A memória de Miguel chega até a trágica noite de 1987. Do acidente, “lembro-me onde foi, em uma curva, e foi por excesso de velocidade. Disso eu me lembro”. Ele viajava com duas amigas; uma delas faleceu.
“Eu não havia mais tido notícias delas, eram duas moças que eu havia conhecido em uma noite louca”, confessou.
Na primeira vez que saiu na rua ao deixar o hospital, ele parecia estar sonhando. Queria voltar a dormir. “A primeira coisa que eu perguntei foi: o que é isso de ‘euro’? Eu não sabia nada do euro, era da época das pesetas.”

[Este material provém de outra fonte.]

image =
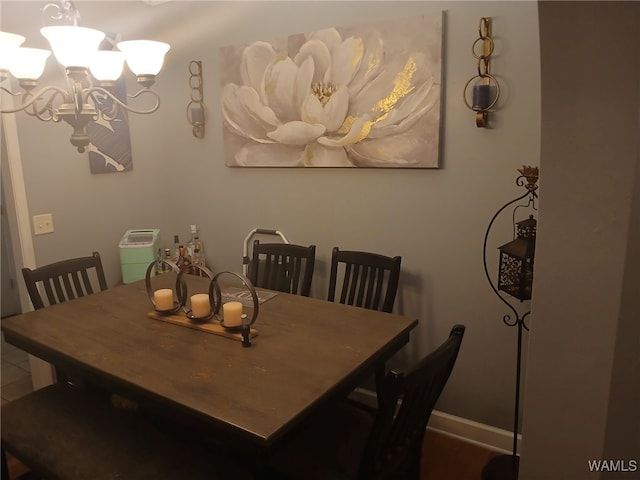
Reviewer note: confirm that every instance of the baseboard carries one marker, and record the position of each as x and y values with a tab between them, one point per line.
480	434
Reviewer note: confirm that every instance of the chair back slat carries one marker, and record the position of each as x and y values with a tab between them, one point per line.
406	402
65	280
364	279
283	266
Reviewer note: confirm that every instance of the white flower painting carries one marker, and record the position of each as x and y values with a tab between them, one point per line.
364	96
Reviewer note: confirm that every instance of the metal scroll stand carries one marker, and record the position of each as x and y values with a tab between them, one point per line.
515	278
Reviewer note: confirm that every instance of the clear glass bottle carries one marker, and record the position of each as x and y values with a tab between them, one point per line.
198	254
184	260
176	248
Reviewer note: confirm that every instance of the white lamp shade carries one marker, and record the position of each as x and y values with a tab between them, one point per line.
73	46
9	43
28	63
144	57
106	65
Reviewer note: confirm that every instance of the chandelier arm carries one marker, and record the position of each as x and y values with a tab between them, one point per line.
104	92
507	318
41	95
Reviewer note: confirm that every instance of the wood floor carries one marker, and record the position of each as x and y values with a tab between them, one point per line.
448	458
443	458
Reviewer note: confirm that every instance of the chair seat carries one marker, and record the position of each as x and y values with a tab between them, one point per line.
329	446
63	432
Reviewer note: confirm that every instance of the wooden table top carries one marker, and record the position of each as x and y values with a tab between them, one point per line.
307	351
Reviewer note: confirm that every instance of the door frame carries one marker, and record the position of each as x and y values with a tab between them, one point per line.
17	210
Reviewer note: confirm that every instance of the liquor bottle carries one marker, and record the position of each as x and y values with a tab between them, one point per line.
198	251
184	261
176	249
163	267
198	254
159	264
191	243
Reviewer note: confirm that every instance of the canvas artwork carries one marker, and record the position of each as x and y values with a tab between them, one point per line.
358	96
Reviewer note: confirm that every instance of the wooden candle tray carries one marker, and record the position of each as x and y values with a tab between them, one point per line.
211	326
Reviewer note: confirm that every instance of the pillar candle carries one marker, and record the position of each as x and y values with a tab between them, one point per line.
232	312
200	306
163	298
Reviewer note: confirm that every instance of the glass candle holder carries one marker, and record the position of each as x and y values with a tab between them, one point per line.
179	290
215	293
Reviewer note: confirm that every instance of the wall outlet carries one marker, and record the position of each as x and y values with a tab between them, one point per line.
43	224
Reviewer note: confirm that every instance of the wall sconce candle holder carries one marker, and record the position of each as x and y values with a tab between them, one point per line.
515	278
196	107
486	88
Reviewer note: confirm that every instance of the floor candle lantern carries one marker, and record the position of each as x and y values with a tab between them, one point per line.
515	278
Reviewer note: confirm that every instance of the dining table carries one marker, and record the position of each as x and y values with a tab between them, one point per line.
303	353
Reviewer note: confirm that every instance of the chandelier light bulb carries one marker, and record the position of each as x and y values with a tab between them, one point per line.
73	46
106	65
144	57
28	63
9	43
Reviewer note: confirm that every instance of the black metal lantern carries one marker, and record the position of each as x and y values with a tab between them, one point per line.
515	275
515	278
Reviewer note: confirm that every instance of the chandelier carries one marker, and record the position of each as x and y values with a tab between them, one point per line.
91	73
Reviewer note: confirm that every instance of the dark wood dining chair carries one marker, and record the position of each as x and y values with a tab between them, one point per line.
65	280
63	432
364	279
350	443
285	267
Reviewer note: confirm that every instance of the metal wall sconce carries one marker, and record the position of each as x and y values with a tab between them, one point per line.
515	278
196	108
486	89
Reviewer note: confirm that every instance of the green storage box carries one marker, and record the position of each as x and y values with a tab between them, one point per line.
138	248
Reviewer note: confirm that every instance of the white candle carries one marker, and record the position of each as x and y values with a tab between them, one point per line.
163	298
232	312
200	306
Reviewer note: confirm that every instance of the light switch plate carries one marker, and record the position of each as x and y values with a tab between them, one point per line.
42	224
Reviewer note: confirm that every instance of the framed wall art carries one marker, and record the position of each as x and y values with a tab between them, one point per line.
360	96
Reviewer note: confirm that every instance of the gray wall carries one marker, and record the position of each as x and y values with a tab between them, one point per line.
435	219
583	382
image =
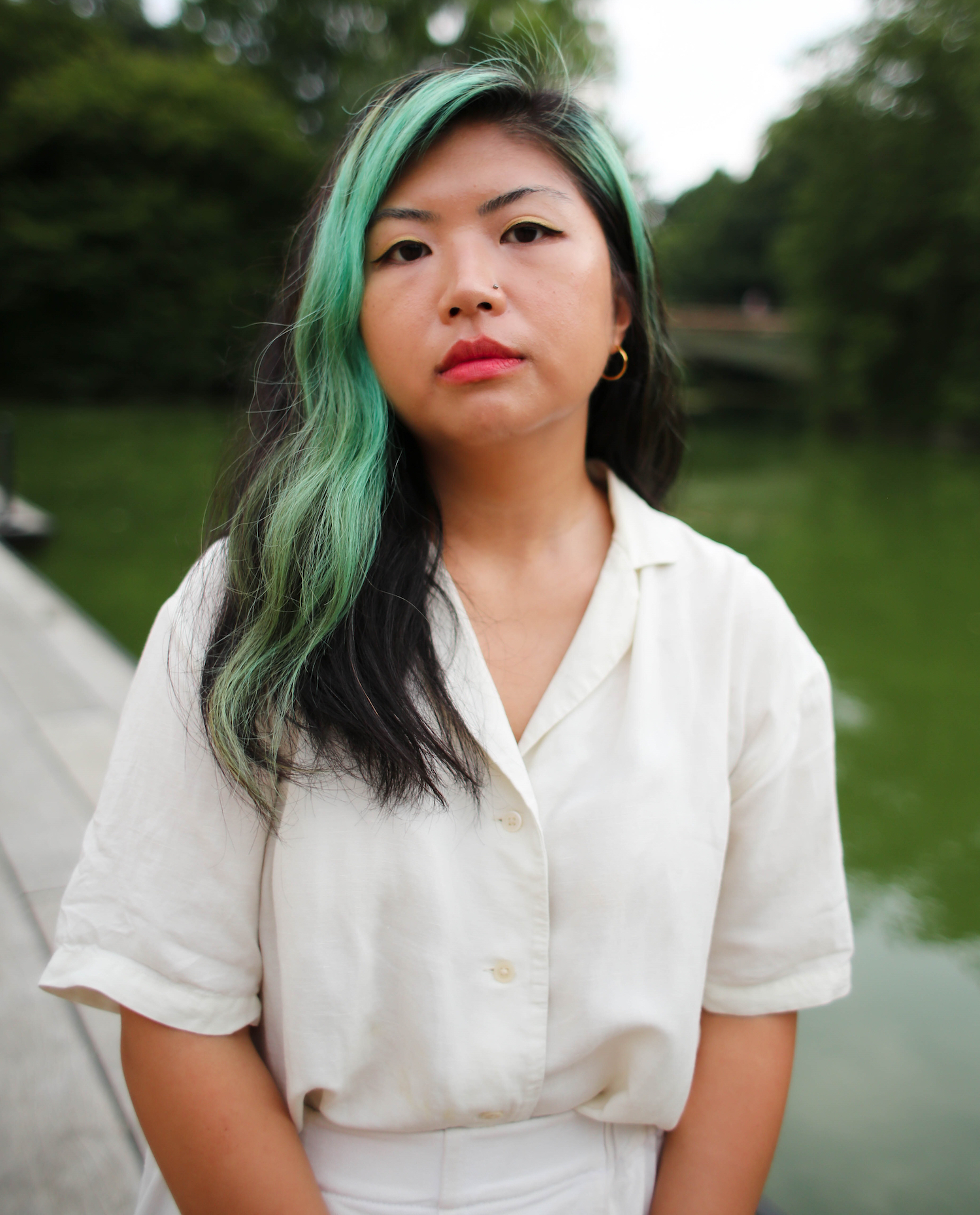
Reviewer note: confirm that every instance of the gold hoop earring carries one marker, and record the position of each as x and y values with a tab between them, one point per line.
621	371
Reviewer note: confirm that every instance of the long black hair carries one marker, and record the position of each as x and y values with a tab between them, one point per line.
321	655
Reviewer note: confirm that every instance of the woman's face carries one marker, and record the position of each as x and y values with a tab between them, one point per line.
489	309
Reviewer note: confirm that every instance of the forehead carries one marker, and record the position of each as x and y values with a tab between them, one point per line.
480	159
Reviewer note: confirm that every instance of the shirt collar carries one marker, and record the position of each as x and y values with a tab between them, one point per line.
645	534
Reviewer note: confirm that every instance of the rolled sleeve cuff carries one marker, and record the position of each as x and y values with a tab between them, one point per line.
806	989
93	976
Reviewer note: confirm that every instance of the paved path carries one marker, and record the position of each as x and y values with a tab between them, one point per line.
70	1142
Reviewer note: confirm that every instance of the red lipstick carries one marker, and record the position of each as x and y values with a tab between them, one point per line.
482	359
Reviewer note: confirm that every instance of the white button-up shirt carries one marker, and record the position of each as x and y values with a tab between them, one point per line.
662	839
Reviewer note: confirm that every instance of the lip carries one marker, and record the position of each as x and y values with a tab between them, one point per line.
477	360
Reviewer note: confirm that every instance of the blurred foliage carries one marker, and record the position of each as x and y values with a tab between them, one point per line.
150	182
145	202
717	241
327	57
882	246
864	214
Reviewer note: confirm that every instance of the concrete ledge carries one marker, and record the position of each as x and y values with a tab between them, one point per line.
62	685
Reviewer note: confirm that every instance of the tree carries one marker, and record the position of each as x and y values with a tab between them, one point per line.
145	204
717	241
327	57
882	243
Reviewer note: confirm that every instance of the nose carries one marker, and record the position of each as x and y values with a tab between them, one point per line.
471	284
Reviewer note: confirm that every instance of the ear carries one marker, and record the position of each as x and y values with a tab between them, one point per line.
621	319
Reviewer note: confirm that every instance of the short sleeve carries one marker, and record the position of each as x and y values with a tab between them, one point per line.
161	914
782	937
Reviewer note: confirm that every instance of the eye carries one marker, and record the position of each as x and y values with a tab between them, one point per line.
528	233
404	251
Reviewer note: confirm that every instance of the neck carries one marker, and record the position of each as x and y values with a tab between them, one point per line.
518	496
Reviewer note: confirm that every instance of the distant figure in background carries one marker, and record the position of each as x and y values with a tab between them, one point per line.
470	841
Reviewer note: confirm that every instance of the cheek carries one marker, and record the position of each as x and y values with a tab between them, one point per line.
389	342
576	315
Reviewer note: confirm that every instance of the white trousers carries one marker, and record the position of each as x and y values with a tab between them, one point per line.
563	1164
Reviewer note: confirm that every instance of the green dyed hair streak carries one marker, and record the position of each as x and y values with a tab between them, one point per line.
304	531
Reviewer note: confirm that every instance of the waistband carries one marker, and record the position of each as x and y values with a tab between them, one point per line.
549	1165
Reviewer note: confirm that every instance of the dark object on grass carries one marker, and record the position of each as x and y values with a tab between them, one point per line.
18	521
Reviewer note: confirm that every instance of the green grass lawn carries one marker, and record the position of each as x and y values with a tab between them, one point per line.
129	490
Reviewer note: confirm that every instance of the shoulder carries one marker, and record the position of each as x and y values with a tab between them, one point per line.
656	538
189	615
719	592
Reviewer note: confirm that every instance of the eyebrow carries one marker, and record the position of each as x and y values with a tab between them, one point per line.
515	196
488	208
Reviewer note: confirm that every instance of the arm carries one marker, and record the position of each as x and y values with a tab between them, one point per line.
216	1123
717	1159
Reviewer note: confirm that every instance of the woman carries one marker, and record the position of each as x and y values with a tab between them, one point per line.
470	840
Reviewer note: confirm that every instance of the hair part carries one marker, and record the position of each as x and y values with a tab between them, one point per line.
321	655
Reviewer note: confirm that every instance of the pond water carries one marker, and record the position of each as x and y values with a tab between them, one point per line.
877	551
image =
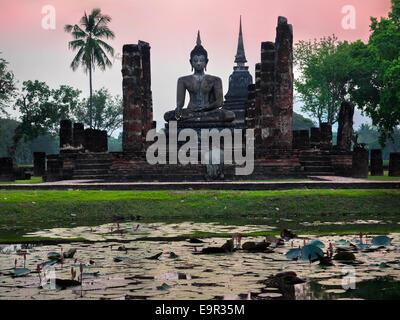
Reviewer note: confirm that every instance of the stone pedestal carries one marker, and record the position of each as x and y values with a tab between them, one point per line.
301	139
360	163
394	164
345	128
6	169
96	140
376	162
39	163
54	171
65	133
326	136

“O mundo mudou muito – explicou. Quando comecei a sair na rua, eu pensava: as pessoas estão loucas, falam sozinhas! Mas elas estavam falando ao celular. Ou via um carro da polícia com uma mulher dirigindo e ficava desconcertado.”
“Quando saí na rua, me assustei mesmo. Antes eu ouvia fita cassete e agora o carro tem CD player e pendrive. Na casa dos meus pais, eram 16 vizinhos e só restavam dois, todos morreram. Não conheço a metade de La Coruña, onde agora está o bairro de Los Rosales. Antes, tudo isso era terra.”
Nunca podemos perder a fé
Antes do acidente, Miguel trabalhava como programador no banco. Naquela época, ele tinha um bom cargo e um ótimo salário. Eram os primeiros computadores e os pioneiros na informática. Ele cobrava 300.000 pesetas por mês.
Graças ao seu pai, suas finanças se mantiveram e seu dinheiro rendeu. “Ele guardava meu salário todos os meses e, quando despertei, tinha uma boa quantidade. Comprei um apartamento e tudo.”
Miguel não perdeu a paixão pelos motores. O caso de Schumacher o impactou, mas ele está convencido de que “ele vai se recuperar bem, com fisioterapia e tudo mais. Eu me recuperei bem”.
Hoje, ele dirige um carro normal, sem adaptações, e exibe todos os troféus que ganhou quando praticava motocross.
Miguel comentou que há diversos casos como o dele, com famílias desesperadas que duvidam, que perderam a esperança. Por isso, sua experiência o faz ser totalmente contra a eutanásia.
“Nunca podemos perder a fé. Estive com uma senhora há pouco tempo; ela tem um filho em coma há quatro anos e está destruída. Contei-lhe minha história e ela recuperou a esperança.”
Miguel hoje vive tranquilo, apesar da invalidez, aproveitando a oportunidade que a vida lhe deu, ainda que “um pouco desesperado por estar aqui o dia inteiro sem fazer nada. Sou hiperativo e os dias parecem semanas”. Mas não reclama. Não tem um só motivo: “Como costumo dizer, agora tenho 12 aninhos, porque nasci duas vezes”.